BİR – Şeker hastaları

İKİ – Ürik asidi yüksek olanlar

ÜÇ – Trigliserid yüksekliği saptananlar

DÖRT – Karaciğeri yağlı bulunanlar

BEŞ – İnsülin direnci belirlenenler

BİR TEST: OMEGA 3 SEVİYENİZ ÖLÇÜLEBİLİYOR MU

OMEGA 3 eksikliği en yaygın beslenme problemlerimizden biri. Bilindiği gibi Omega 3 rezervimiz azalınca sağlık risklerimiz artıyor, damar problemleri, bağışıklık sorunları ortaya çıkmaya başlıyor. Belleğimiz güçsüz düşüyor, eklemlerimiz yağsız kalıyor, görmemiz zayıflıyor. Bu nedenle D ve B12 vitaminlerinde olduğu gibi Omega 3 seviyelerini de takipte tutmamız gerekiyor. Peki, mümkün mü? Mümkün! Kanınızdaki Omega 3 seviyesini de bir kan testiyle ölçtürebiliyorsunuz. “OMEGA 3 ENDEKSİ TESTİ” adı verilen bu testin güvenilirliği de oldukça yüksek. Ölçüm sonucunun 8’in üzerinde olması, yeterli Omega 3 rezervine sahip olduğunuz anlamına geliyor. 4’ün altına düşmesi ise risklerinizi zorladığınızı gösteriyor. Testin oldukça pahalı ve sadece özel bazı laboratuvarlarda yapılabildiğini de hatırlatalım.

KISA BİLGİ: ANTEPFISTIĞI KANSERDEN KORUR MU

BİLİMSEL çalışmalara bakılırsa antepfıstığının böyle bir marifeti var. Bilindiği gibi antepfıstığı E vitamininin özel bir formu olan “gamma tokoferol”den çok zengin bir besin. Ünlü tıp merkezi M. D. Anderson Kanser Merkezi’nde yapılan bir çalışmada (ABD) antepfıstığının yüksek gamma tokoferol içeriği sayesinde bize “akciğer kanserinden korunma”da da yardımcı olabileceği gösterilmiş. Ayrıca gamma tokoferolün “prostat kanserinden korunma”da da işe yarayabileceği düşünülüyor.
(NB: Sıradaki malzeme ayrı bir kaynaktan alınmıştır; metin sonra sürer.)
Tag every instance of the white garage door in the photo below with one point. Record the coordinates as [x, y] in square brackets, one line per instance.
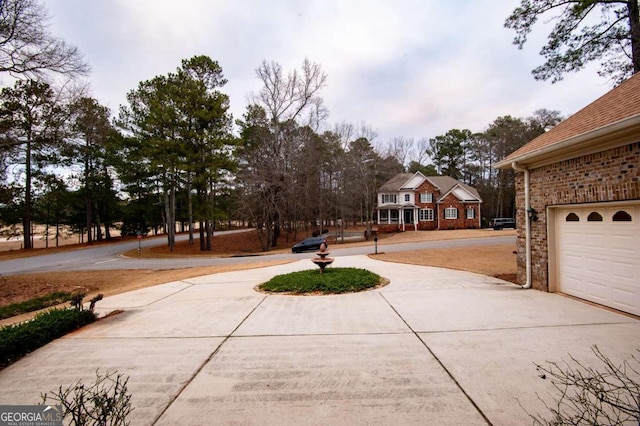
[598, 254]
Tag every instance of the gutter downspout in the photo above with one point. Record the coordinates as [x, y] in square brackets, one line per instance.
[527, 205]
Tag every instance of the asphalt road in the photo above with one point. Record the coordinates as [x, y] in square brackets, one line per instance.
[108, 256]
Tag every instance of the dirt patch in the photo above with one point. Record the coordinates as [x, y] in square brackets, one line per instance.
[497, 261]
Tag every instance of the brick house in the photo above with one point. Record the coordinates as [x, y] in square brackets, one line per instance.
[578, 203]
[412, 201]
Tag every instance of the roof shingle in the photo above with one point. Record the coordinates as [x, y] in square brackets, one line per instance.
[618, 104]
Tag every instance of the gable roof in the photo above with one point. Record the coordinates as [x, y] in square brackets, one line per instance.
[616, 111]
[445, 184]
[395, 183]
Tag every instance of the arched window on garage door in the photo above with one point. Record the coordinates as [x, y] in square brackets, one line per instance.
[621, 216]
[572, 217]
[594, 217]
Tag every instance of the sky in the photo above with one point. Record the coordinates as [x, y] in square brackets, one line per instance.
[406, 68]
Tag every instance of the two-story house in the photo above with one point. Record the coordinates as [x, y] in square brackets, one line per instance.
[412, 201]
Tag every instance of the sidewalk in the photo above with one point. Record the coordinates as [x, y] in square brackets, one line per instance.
[435, 346]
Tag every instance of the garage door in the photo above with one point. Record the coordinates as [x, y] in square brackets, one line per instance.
[598, 254]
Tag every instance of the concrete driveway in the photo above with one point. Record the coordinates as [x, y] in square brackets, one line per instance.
[435, 346]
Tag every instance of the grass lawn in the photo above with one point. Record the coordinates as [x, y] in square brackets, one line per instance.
[332, 281]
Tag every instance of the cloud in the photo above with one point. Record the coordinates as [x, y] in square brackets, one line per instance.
[408, 68]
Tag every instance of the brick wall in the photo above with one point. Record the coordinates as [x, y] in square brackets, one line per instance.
[611, 175]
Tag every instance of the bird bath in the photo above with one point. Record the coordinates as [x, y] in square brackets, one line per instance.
[322, 261]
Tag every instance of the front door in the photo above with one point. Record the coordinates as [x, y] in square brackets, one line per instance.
[408, 217]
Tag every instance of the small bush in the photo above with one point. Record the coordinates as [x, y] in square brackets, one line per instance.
[584, 395]
[332, 281]
[19, 339]
[105, 402]
[34, 304]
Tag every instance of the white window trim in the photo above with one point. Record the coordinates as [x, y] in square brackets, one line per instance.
[426, 215]
[448, 211]
[426, 197]
[389, 198]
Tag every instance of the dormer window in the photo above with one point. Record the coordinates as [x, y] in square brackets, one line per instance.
[426, 197]
[389, 198]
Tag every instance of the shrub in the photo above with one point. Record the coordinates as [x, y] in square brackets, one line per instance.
[332, 281]
[105, 402]
[586, 395]
[34, 304]
[19, 339]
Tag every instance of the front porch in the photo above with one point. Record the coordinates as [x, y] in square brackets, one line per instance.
[398, 218]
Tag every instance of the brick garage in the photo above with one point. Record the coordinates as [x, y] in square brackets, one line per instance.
[584, 187]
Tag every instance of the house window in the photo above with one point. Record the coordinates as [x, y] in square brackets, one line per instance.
[450, 213]
[426, 215]
[621, 216]
[426, 197]
[389, 198]
[572, 217]
[594, 217]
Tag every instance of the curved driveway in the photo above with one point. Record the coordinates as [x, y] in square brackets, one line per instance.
[435, 346]
[107, 257]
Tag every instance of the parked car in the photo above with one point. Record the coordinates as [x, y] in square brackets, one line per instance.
[312, 243]
[502, 222]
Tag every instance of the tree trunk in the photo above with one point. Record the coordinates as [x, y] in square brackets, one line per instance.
[190, 208]
[26, 220]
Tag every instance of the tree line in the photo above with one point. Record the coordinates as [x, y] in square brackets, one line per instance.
[173, 153]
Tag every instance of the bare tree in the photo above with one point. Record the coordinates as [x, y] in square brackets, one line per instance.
[272, 127]
[28, 49]
[400, 148]
[585, 395]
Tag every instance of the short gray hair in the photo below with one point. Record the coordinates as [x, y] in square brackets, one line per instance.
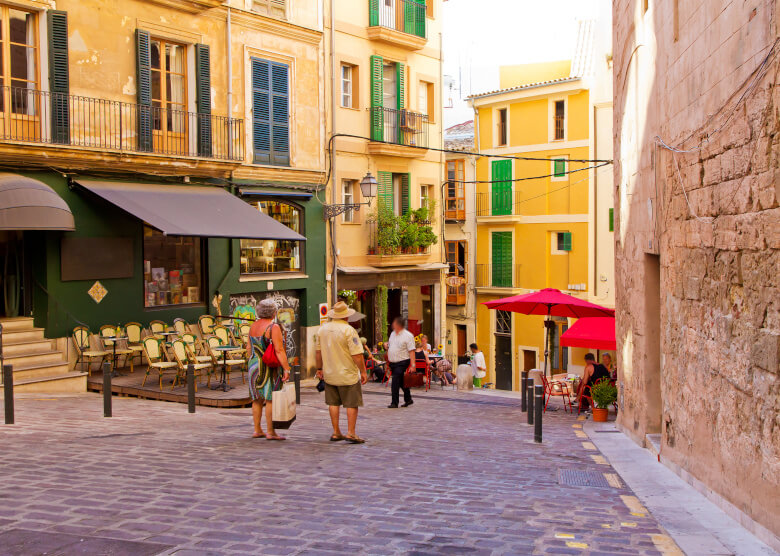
[267, 308]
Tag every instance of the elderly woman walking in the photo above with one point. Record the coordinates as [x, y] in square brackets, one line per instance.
[265, 334]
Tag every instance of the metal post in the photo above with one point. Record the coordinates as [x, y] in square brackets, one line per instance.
[8, 393]
[190, 388]
[107, 389]
[538, 408]
[524, 391]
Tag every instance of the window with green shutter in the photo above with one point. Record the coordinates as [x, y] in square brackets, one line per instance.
[501, 258]
[501, 187]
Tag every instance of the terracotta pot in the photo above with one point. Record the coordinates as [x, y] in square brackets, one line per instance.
[600, 414]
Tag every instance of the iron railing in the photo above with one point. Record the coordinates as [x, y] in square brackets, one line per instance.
[34, 116]
[402, 127]
[497, 276]
[406, 16]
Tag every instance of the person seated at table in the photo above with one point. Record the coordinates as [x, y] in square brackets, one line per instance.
[591, 375]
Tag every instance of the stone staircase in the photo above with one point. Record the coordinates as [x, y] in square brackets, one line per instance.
[38, 365]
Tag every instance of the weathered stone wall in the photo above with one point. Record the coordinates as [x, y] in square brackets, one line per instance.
[698, 356]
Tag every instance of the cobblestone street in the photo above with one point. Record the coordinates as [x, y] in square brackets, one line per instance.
[457, 473]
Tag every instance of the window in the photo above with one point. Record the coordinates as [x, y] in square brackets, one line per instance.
[172, 269]
[559, 120]
[19, 60]
[455, 203]
[502, 127]
[270, 112]
[348, 198]
[259, 256]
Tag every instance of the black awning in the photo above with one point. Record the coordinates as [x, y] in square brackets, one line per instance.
[190, 210]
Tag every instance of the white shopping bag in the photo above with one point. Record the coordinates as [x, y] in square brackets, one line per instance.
[283, 407]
Kuruyemiş seçimlerinizi yaparken bu bilgi hep aklınızda olsun.

UNUTMAYIN! BİTKİSEL AĞIRLIKLI BESLENİRSENİZ…

BİR: Kilo kontrolünüz kolaylaşır.

İKİ: Bağışıklığınız güçlenir.

ÜÇ: Anti kanser korumanız artar.

DÖRT: Tansiyon ve şeker ayarınız kolaylaşır.

BEŞ: Kan yağlarınız dengelenir.

ALTI: Kabızlık probleminiz kalmaz.

YEDİ: Kemik erimesi riskiniz azalır.